VOL. 130 | NO. 150 | Tuesday, August 4, 2015
Wharton Opens Whitehaven Headquarters as Collins Intensifies Challenge
By Bill Dries
On the broiling parking lot of his Whitehaven campaign headquarters this weekend, Memphis Mayor A C Wharton Jr. talked about “still water” after firing up a crowd of 150 supporters in a tent next to Elvis Presley Boulevard.
Memphis Mayor A C Wharton Jr. opened his Whitehaven campaign headquarters Saturday, Aug. 1, at the end of a week in which challenger and city council member Harold Collins tangled with Wharton at a Cooper-Young forum.
(Daily News/Bill Dries)
“Still water runs deep sometimes,” he said referring to his supporters in a competitive race for mayor with two Memphis City Council members and the head of the Memphis Police Association. “So they are there and they’ve got my back.”
But sometimes still waters aren’t going anywhere. When asked about that analogy, Wharton likened the criticism he’s taking, particularly from council members Harold Collins and Jim Strickland, to criticism former Mayor Willie Herenton took in the 1999 re-election campaign that Wharton headed.
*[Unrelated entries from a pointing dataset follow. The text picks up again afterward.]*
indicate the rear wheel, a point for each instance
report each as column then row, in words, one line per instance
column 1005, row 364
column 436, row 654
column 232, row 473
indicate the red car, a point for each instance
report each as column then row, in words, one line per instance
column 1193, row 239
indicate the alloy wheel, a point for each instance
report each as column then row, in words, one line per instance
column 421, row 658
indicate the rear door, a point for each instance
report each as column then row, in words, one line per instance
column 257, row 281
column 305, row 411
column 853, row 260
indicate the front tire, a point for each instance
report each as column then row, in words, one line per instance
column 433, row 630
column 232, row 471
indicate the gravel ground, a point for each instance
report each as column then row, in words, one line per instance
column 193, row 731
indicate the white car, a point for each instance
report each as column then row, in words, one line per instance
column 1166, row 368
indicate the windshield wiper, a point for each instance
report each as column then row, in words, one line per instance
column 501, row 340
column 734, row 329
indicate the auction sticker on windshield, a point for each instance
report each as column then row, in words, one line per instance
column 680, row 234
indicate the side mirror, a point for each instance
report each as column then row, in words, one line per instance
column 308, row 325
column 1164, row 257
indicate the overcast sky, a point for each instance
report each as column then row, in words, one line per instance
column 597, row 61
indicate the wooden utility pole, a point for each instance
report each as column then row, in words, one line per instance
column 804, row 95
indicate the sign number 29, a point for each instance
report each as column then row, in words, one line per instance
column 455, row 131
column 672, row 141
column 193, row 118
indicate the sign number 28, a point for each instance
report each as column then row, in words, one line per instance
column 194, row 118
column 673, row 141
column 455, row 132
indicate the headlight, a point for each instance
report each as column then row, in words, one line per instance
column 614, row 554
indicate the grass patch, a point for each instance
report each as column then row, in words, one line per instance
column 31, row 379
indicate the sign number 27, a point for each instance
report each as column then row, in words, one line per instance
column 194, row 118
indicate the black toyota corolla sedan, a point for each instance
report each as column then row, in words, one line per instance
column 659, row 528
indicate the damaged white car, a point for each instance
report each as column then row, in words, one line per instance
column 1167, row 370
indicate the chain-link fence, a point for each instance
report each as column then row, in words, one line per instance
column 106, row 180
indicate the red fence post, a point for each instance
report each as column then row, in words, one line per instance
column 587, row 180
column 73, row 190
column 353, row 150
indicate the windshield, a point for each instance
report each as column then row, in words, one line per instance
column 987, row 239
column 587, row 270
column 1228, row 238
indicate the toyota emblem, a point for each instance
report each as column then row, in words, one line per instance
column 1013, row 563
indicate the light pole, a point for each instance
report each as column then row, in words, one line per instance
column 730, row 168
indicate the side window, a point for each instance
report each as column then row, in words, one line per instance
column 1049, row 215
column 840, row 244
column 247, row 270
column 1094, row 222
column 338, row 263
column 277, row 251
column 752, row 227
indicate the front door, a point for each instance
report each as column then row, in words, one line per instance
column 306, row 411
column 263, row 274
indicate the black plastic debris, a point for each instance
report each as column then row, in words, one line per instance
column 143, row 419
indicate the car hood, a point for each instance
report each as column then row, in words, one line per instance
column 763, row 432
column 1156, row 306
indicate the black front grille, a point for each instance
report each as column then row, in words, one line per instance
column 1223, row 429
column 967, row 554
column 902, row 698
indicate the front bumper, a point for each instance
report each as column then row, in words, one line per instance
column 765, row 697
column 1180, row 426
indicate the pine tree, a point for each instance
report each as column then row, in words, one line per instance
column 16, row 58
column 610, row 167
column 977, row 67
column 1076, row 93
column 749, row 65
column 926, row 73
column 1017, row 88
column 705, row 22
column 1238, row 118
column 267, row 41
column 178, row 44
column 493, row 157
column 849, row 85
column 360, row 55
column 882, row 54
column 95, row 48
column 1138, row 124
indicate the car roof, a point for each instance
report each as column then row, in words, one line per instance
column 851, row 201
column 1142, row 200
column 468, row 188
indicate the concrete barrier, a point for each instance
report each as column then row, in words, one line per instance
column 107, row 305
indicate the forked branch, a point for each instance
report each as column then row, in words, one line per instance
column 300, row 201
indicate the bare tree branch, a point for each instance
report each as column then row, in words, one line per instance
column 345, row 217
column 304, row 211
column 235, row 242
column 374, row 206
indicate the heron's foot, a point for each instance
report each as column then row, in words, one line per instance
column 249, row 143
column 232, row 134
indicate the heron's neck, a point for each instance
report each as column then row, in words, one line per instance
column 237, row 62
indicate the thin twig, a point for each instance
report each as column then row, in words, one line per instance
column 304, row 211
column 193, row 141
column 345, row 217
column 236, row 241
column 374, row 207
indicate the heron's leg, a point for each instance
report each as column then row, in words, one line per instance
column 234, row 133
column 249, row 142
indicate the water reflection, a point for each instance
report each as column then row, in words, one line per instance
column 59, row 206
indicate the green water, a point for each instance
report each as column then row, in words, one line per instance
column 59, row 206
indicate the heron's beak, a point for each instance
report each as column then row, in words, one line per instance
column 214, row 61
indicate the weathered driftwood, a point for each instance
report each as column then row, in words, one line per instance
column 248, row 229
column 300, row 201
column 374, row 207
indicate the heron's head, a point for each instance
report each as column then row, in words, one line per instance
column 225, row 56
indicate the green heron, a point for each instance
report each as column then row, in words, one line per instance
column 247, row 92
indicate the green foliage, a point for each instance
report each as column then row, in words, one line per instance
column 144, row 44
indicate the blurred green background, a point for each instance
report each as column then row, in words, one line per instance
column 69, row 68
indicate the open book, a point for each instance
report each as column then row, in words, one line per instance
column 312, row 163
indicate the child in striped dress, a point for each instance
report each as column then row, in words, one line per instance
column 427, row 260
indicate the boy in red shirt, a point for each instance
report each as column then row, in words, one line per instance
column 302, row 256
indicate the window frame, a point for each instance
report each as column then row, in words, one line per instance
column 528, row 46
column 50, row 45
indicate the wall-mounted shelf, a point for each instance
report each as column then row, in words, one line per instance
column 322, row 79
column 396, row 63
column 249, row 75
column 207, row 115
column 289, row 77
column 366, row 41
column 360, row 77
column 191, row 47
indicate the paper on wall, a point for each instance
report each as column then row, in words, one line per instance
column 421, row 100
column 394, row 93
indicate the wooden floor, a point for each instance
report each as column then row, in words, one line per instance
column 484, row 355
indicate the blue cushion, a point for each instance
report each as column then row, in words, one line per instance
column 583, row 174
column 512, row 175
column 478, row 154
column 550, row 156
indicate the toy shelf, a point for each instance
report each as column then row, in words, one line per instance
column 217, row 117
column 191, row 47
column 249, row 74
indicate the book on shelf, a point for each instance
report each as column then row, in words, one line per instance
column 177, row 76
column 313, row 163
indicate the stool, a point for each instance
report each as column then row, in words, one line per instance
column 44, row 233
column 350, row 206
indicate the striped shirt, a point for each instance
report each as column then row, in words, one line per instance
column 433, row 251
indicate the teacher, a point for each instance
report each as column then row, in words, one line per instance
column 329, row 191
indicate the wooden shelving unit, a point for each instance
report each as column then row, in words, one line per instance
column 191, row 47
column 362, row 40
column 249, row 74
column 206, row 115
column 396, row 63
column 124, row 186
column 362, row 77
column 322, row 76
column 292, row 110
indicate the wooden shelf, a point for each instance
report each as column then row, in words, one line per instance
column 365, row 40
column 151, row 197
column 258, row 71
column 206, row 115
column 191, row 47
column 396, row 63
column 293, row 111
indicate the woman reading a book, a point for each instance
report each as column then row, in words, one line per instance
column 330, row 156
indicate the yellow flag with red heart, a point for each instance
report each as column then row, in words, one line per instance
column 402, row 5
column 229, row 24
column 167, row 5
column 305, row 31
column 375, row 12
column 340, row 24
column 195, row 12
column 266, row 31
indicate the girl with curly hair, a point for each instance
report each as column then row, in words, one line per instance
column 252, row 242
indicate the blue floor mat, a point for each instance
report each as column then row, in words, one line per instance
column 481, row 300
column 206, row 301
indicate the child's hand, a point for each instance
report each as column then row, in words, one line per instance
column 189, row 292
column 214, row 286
“There was just a constant drubbing, drubbing, drubbing,” Wharton said. “The polls showed that in the end they got by that. They looked at what he had done and they said we are not going to gamble.”
But Herenton never campaigned on a pledge of not responding to criticism. At times he seemed to thrive on it, including what might be the only time a Memphis mayor has used the term “haterade” in a press conference when he accused his critics of “sippin’ on some Haterade.”
“Have you ever heard me speak a divisive word? Have you ever heard me pit one part of the city against another part of the city?” Wharton asked his group of Whitehaven supporters.
But some of those who spoke in advance of Wharton did talk about the competition, including Memphis City Council member Edmund Ford Jr. who touted Wharton’s role in creating new jobs.
“You’ve got somebody that’s running against the mayor that voted against all of those jobs. He represents this area,” Ford said referring to but not naming fellow city council member Harold Collins.
Ford represents council District 6 which borders Collins’ District 3 along a stretch of Elvis Presley Boulevard between Raines Road and Shelby Drive except for a peninsula between Timothy and Raines Road in which Ford’s district is on both sides of the Boulevard.
The office building where Wharton has his campaign headquarters is on the Collins side of the street.
Collins is challenging Wharton specifically on the lack of better-paying white collar jobs in the city’s effort to bring more jobs as well as more young talent to Memphis.
Collins argues that the logistics and even advanced manufacturing jobs being pursued by the city do little if anything to draw the city’s recent college graduates and young professionals back to their hometown.
Collins pushed the point during the extended encounter he and Wharton had earlier in the week at a women’s forum at First Congregational Church in Cooper-Young.
“Our kids still do not want to be here,” he said. “We need to let the chamber of commerce know that our focus should not be a low paying uneducated earning community.”
“There are no $9 an hour jobs at International Paper,” Wharton countered at the forum.
Collins is heavily touting his role in a $43 million streetscape improvement along Elvis Presley Boulevard as well as economic development that has followed including a new $90 million resort hotel being built by Elvis Presley Enterprises.
And Collins was aggressive on that point and others at the forum.
“It bothers me when we say, ‘If you elect me now, we’ll fix it even though I’ve been serving you for 13 years,” Collins said referring to Wharton’s combined tenure as county and city mayors.
Collins noted that the administration has pushed back the start date for the streetscape improvements – a delay Collins has said several times he believes is politically motivated on Wharton’s part.
Wharton has been campaigning for the support of those young professionals, including a fundraiser last week at Rec Room in the Broad Avenue Arts District.
“It’s my job now to pass on to you a world much better … than the environment I came into,” Wharton said standing between a pair of pinball machines and a SkeeBall game next to a basketball throw.
A Guns N Roses pinball machine was unplugged and a patron of the basketball throw talked into delaying his game for a few minutes as Wharton pushed his point.
Wharton mounted the bleachers before a group of 50 supporters as about that many other people were at the bar or focused on the vintage video games on big screens that are the central feature of Rec Room.
He began by touting the bike lanes including those through the Broad district and noting the vocal opposition in some quarters that they’ve received.
“It was hard and I had made up my mind,” he said of the effort. “That’s the city that we’re designing not through our eyes but through your eyes.”
He also touted his economic development efforts before the young professionals following a fundraiser that same evening at the South Junction apartments in the South Main District Downtown.
“You can rent you an apartment down there, out on your own,” he told the Rec Room crowd. “You don’t have to tell Mom and Dad back home that it’s a one-room flat. They’ll never see it anyway.”